The typical stakeholders for start-ups are: investors, employees and entrepreneurs.
The Data: The data used was the Published CPI by US Bureau of Labor Statistics and a Crunchbase dataset including data up to 2013.
The data set was cleaned to delete duplicates, and the model only considered companies that were at least 5 years old. The final data set included 8048 companies, which 12.3% were acquired and 2.4% went IPO.
Model Evaluation: Two models were developed. One model for likely to be acquired and one model for likely to have an IPO.
The algorithms evaluated for these models were:
- Logistic regression
- Random Forest
- Gradient Boosting
- Support Vector Machine
- Naïve Bayes
A grid search with cross validation was used for all the algorithms to optimize their parameters. The metric used for model selection was area under the ROC curve (AUC), because the data set was very unbalanced.
The features considered were: • Average annual inflation the year the company was founded • Month founded • Company category • State founded • Inflation adjusted raised amounts from crowdfunding and angel investors • Time (days) in operation at the time first founding was raised
Annual inflation was included as a feature, because it is a lead indicator to interest rate and interest rate is closely related to expected ROI from investor. In addition, it gives an indication of the rate of increase of prices and how effectively could entrepreneurs utilize the funds raised.
The models with the highest AUC value were based on logistic regression with L1 regularization for both categories. The AUC values for the train and test case for the logistic regression are within 2%, thus I considered that the models are not overfitting.

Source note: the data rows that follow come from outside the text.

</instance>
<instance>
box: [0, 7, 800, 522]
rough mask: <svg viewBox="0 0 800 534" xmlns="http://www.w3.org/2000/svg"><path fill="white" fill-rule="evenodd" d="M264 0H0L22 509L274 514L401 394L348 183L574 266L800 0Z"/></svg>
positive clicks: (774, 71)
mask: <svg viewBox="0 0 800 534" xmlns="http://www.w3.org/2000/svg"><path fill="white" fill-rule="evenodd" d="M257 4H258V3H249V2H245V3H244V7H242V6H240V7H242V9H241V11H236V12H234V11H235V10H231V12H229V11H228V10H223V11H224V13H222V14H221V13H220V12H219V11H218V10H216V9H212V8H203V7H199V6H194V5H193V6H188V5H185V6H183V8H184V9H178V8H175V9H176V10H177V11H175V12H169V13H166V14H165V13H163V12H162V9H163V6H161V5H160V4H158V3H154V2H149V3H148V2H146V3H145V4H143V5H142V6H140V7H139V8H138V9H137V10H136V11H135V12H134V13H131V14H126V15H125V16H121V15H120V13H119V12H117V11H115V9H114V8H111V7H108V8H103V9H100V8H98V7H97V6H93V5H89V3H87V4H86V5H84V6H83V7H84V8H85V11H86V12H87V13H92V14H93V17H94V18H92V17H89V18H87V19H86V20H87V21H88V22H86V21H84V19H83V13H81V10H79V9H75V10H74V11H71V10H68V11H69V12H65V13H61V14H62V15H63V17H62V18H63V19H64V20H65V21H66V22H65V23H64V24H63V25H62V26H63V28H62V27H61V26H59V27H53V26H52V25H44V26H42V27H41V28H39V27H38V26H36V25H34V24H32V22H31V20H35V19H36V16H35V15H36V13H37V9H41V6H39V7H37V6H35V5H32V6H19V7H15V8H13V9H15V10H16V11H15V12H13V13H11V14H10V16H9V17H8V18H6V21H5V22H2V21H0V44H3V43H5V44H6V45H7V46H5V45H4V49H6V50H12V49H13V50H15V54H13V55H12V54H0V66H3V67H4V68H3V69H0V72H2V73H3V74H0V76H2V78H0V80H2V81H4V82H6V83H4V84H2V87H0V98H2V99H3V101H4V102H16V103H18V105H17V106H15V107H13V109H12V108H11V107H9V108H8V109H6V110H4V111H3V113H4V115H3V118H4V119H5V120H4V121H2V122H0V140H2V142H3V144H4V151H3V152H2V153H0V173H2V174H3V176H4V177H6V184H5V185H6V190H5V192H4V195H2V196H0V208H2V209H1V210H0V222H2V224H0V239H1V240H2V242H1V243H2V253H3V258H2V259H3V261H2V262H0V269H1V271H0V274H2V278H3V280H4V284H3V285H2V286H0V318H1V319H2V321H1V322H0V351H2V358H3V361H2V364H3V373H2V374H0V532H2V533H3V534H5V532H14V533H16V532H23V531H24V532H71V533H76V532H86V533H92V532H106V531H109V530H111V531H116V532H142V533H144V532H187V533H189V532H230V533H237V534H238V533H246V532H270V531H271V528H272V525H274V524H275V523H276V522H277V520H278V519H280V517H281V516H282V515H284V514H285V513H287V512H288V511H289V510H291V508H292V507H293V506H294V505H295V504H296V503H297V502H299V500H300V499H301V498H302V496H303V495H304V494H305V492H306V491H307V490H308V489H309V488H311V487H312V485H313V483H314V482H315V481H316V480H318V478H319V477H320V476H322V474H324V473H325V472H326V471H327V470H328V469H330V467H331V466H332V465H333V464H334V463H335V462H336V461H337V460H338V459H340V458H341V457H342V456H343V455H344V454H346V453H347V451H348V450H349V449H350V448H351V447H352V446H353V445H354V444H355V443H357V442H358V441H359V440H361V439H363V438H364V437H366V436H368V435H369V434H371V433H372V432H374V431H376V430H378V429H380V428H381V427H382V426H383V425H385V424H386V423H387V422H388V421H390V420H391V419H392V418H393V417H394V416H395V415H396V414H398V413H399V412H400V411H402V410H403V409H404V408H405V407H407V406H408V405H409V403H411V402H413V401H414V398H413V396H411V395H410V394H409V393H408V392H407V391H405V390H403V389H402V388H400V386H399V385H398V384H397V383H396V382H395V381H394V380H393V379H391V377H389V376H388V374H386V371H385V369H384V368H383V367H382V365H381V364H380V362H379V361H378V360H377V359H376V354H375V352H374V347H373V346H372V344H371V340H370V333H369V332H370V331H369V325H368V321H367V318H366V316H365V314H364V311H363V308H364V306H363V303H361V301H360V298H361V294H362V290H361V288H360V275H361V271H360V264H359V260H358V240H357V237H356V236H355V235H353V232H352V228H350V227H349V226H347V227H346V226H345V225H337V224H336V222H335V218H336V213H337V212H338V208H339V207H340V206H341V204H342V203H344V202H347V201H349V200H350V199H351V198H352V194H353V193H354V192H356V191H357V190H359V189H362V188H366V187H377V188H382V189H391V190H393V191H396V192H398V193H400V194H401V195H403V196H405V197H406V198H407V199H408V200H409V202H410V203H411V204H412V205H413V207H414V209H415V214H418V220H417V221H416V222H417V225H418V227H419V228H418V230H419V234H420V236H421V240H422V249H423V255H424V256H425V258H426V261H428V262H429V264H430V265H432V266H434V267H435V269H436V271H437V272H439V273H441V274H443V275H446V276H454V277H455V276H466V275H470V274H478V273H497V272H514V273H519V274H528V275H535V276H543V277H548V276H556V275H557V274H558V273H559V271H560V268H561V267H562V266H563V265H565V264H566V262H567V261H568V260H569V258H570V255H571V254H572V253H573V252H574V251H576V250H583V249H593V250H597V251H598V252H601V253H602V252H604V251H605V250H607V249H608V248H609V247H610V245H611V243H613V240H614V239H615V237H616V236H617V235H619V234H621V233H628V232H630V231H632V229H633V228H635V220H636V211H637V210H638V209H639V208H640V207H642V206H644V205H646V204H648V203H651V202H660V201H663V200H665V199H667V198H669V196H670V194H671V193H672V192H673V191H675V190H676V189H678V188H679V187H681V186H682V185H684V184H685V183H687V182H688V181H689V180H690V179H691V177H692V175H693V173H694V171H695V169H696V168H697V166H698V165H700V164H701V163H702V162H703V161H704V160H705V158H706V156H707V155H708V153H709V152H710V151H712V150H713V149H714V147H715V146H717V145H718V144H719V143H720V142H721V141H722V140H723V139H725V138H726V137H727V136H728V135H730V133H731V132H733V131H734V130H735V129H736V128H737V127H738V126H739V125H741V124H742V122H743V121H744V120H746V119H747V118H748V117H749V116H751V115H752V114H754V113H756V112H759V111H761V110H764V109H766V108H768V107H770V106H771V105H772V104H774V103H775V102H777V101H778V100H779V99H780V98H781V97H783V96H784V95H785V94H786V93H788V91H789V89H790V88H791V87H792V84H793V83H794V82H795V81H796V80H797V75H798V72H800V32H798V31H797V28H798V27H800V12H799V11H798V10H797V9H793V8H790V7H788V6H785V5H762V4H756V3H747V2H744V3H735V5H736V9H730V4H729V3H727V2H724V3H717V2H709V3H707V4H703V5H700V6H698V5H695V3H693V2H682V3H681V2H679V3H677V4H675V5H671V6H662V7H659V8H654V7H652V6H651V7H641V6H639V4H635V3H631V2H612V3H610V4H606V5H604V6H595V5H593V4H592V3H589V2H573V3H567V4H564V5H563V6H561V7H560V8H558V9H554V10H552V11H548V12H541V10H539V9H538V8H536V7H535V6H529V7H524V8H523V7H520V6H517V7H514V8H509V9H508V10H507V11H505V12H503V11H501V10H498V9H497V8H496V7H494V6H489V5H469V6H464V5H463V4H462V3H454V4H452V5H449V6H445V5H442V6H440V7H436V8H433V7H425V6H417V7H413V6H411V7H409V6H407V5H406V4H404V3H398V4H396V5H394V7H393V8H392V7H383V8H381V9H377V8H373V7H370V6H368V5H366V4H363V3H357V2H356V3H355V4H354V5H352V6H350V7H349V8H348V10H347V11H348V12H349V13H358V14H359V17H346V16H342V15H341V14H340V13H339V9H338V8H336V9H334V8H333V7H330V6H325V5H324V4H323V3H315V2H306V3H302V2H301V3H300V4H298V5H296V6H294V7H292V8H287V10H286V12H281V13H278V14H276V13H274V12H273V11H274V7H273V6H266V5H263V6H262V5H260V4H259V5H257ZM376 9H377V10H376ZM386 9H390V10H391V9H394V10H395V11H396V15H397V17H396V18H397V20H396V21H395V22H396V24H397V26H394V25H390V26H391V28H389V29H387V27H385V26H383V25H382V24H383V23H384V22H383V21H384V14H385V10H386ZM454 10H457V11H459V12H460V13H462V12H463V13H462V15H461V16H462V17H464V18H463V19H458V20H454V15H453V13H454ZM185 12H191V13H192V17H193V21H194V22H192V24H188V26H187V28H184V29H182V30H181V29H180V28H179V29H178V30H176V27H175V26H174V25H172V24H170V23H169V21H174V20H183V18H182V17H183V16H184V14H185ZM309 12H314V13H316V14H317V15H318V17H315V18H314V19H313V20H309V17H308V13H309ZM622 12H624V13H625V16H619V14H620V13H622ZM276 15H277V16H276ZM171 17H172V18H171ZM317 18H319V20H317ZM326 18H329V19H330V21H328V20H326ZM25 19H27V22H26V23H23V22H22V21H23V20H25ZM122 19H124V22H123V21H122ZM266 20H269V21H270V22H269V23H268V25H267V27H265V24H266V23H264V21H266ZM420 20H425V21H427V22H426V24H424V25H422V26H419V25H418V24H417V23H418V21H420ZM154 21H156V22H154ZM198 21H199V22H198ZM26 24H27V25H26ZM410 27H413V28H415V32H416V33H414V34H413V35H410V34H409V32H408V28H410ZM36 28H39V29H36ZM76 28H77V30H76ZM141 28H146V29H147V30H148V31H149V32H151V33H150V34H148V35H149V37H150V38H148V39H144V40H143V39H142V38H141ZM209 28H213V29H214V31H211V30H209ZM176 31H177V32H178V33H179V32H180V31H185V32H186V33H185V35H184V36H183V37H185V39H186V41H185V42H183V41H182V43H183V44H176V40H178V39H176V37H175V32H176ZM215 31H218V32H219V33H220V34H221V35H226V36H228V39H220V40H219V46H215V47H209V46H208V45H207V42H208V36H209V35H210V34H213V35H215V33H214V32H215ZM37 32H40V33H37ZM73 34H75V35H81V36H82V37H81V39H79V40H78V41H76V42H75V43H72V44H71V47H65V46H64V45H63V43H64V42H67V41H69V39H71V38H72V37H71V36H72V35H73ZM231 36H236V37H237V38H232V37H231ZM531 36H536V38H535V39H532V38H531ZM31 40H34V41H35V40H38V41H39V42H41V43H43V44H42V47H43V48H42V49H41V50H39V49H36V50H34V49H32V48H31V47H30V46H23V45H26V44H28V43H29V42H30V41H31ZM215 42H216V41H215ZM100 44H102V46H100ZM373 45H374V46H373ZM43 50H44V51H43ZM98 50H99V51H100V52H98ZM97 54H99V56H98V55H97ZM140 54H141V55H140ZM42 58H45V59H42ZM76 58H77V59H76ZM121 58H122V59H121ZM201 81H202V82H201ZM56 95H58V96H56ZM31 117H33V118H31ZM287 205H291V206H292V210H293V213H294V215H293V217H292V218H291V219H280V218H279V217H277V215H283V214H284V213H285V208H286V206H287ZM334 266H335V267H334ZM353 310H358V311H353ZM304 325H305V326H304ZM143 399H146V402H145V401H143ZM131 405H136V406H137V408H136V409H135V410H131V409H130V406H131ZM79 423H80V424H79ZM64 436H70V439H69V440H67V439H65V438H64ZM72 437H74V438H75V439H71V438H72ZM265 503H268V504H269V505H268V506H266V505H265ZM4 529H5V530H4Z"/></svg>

Results: The threshold for classification was determined by maximizing precision. Precision was selected to be the parameter to maximize assuming that the use case for the model is the selection of companies to invest. Investors have strong bias against losing money, and maximizing precision would minimize false positives.
The Confusion matrices were estimated with the selected threshold, and it was found that the minimum cash-over-cash ratios to be possible to break even would be in the order of 1.5 for Acquired companies and 2.5 for IPO companies. These multipliers are not totally out of line with expectations from typical investors in this space.
The IPO model had fewer companies on the train the data set. The IPO model could benefit of additional data including more IPO companies.
The features were normalized and the coefficients could be compared to evaluate the relative effect of the features on the company potential outcomes.
In both models, the feature with the greatest absolute coefficient is inflation at the time the company was founded. The highest the inflation the year the company was founded the less likely it would be acquired or go through an IPO.
In the case of acquisition, the longest it takes to raise founding for the first time the less likely the company will be acquired. Similarly, companies that are founded in CA, NY and which category is web are more likely to be acquired.
Conclusion: Models were developed to classify start-ups on either likely to be acquired or have an IPO, and their performance is better than the base.
Additional insights could be extracted from the model coefficients about the effect of the features on the company outcomes.
Future work: These models could be enhanced by including data from recent years. Crowdfunding has become more popular and it would be interesting to see the effect of crowdfunding on predicting company evolution.
In addition, more data would include more IPO companies, which would help train the IPO model further.